Eventually the drop in performance requires intervention which, for Firebird, means a rebuild of the database from a logical backup (gbak). A gbak restore fixes some problems, namely:
- Row fragmentation, restoring each row on a single page if a single row is not bigger than database page
- Table and index fragmentation, data and index pages are compacted to hold as much data as possible, restoring all pages that belong to a single database table or index consecutively.
Over time this can lead to degradation of performance as the internal database layout becames less and less effective. Eventually the drop in performance requires intervention, which for Firebird means a rebuild of the database from a logical backup (gbak).
However, restore from backup fixes only the following problems, namely:
- Row fragmentation, so each row is stored on single page (if a single row is not bigger than database page)
- Table and index fragmentation, data and index pages are compacted to hold as much data as possible, and all pages that belong to single database table or index are stored consecutively.
A gbak restore does not address these problems:
- Index clustering: jumps to different data pages while walking through an index
- Data density on data pages: all data pages could be either highly packed or have space reserved for updates
- Physical location of user data and index structures: all user data is stored first, in creation order, then all the indices are added
- Prevention of data fragmentation
FBOpt was designed and created to address these problems.
Optimisation with FBOpt
FBOpt is basically a database copy utility. Its operation is similar to piping gbak backup to gbak restore via standard output, except that FBOpt has no need to create an intermediate backup data stream and can apply “tweaks” to copied data. Because FbOpt uses the same low-level BLR interface as gbak for communicating with the Firebird engine, it is as fast as gbak. However, some steps that are required by gbak are unnecessary in a data copy utility. Also, some operations are handled more efficiently by FBOpt - especially large BLOBs and ARRAYs - so it can often be faster than gbak. The performance gain is usually a few per cent, but it could be significant when the database contains many huge BLOB values. The real value of FbOpt is the additional operations that it can perform on newly-created databases.

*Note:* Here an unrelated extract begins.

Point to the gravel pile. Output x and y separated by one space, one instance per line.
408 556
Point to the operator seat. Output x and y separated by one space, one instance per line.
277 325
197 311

With FBOpt, an administrator can specify
- the physical order of rows in individual tables
- the space reserved (or not reserved) for individual tables
- the physical order of tables in a newly created database
- clusters of tables and their indices, storing index structures together with their source tables.
Physical Order of Rows
Specifying the order of rows can significantly improve performance for queries that read data in a range of key values or in a given key order.
If there is an index with the same key, it has the highest possible “clustering factor” and there are no unnecessary jumps to different data pages while walking through the index. Any potential loss of performance from using such an index for returning data in key order, rather than internal sort order, is eliminated.
Specifying the space reservation level for individual tables allows the option to mark tables that do not change for higher storage density while keeping necessary space reserved for tables that are frequently updated. High data density saves disk space and increases query performance by reducing the number of I/O operations.
Physical Order of Tables and Clustering
Specifying the physical order of tables in a database allows storage of tables storing static data before tables that are updated or extended, so the volatile part of the database is at the end of the file. Combining this with table clustering makes it possible to keep static data more or less separated from volatile data which, over time, helps reduce the build-up of fragmentation.